When the apples and carrots become soft, grind them to a smooth, uniform mash.

Put the tomatoes in a bowl with boiling water for 2 minutes, remove the peel, cut into cubes. We clean shallots, cut into slices, garlic slices, peel chili seeds, cut into rings. Add ground red pepper to the vegetable mixture, put everything into a food processor, turn it into a smoothie.

We combine both mashed potatoes, again send to the pan to the fire.
Add salt and granulated sugar.
Pour odorless olive oil or any vegetable oil.

Boil the vegetable paste over low heat without a lid for about 15 minutes after boiling. Be careful, the thick mass splashes when boiling, so it is better to put on an apron and take care of your face!

Fill clean pasteurized jars with mashed potatoes to the neck. Pour 1-2 teaspoons of olive oil on top so that the paste does not become crusted during storage.

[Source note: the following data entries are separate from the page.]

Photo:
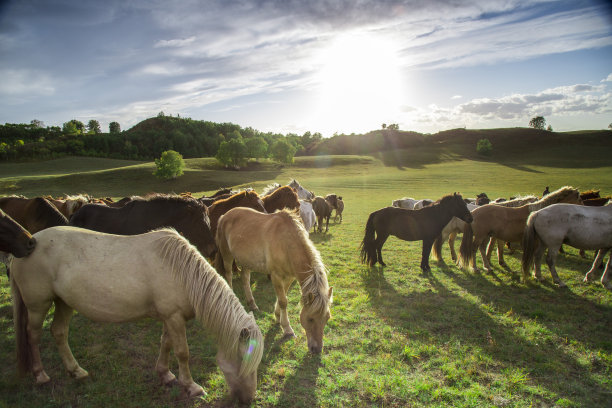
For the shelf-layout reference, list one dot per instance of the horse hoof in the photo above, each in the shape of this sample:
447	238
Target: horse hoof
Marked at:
42	378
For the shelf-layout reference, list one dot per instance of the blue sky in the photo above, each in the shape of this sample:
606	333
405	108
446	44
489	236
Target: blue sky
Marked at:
322	66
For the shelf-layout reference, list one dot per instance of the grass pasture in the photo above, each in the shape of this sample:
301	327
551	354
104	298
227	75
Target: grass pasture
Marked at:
396	338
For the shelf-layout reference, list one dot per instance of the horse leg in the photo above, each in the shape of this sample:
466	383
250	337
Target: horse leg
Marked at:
36	317
378	243
596	263
451	245
280	308
59	329
163	361
176	329
246	286
551	258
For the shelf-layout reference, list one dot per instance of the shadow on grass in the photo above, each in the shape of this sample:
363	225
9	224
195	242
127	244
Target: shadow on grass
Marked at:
444	317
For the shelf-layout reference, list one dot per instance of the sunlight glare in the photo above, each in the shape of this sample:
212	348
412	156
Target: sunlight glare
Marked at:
360	84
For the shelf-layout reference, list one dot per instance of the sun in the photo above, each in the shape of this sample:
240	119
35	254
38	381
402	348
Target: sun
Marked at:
360	84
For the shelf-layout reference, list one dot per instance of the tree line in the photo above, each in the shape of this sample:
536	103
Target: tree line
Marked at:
230	143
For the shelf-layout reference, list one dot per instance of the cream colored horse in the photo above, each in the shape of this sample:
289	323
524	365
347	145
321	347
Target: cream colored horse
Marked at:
114	278
277	244
504	223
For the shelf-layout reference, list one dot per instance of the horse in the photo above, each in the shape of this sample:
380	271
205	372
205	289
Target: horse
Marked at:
14	239
322	209
140	215
504	223
279	198
158	274
411	225
303	194
309	218
33	214
575	225
339	209
248	199
277	244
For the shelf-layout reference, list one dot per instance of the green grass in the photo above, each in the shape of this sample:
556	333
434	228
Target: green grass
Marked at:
396	337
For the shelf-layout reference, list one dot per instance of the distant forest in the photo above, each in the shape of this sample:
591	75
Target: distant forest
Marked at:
194	138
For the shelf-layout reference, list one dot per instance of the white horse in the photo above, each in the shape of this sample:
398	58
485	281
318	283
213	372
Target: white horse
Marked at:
113	278
303	194
576	225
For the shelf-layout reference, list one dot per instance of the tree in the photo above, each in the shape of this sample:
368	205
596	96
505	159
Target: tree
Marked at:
94	126
170	165
484	147
538	123
232	152
256	147
114	127
282	151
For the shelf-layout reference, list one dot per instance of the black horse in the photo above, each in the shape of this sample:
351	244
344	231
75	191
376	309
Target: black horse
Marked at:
411	225
186	215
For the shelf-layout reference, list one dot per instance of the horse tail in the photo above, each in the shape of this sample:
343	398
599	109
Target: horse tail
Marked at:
466	250
436	250
368	250
530	240
20	320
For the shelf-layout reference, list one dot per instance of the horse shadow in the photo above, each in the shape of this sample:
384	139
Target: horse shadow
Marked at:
441	315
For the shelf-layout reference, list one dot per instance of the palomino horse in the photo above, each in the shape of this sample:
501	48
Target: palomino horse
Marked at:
411	225
33	214
322	209
303	194
157	274
248	199
282	197
14	239
186	215
575	225
504	223
277	244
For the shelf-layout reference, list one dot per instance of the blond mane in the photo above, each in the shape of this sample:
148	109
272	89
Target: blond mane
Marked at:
215	304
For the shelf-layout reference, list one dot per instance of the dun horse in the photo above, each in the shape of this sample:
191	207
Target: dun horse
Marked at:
410	225
575	225
277	244
504	223
157	274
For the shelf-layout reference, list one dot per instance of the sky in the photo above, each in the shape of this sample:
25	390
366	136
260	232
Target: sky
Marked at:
291	66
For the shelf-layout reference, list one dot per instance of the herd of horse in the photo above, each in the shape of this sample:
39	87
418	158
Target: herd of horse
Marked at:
181	252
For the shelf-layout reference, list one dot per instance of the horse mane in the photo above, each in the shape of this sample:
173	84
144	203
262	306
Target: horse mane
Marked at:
215	304
554	197
270	188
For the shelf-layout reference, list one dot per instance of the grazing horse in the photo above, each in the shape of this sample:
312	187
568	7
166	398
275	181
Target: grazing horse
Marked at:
186	215
410	225
282	197
277	244
309	218
157	274
14	239
575	225
322	209
248	199
33	214
504	223
303	194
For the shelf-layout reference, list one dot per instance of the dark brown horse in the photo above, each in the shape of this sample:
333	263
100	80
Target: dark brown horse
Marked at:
33	214
411	225
14	239
248	199
281	198
186	215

We cover the banks with sterilized lids. At the bottom of a wide pan we put a cotton cloth, pour hot water. We sterilize the vegetable paste for 4-5 minutes (cans with a capacity of 0.3 l) at a temperature of 90 degrees.
We seal the finished jars tightly, store them in a cool place, that is, in the cellar.

Tip: fill a nice jar with vegetable sauce, take a beautiful paper towel and elastic. A little imagination and you can go to visit a neighbor in the country with a cute present, which is grown, made and packaged with your own hands.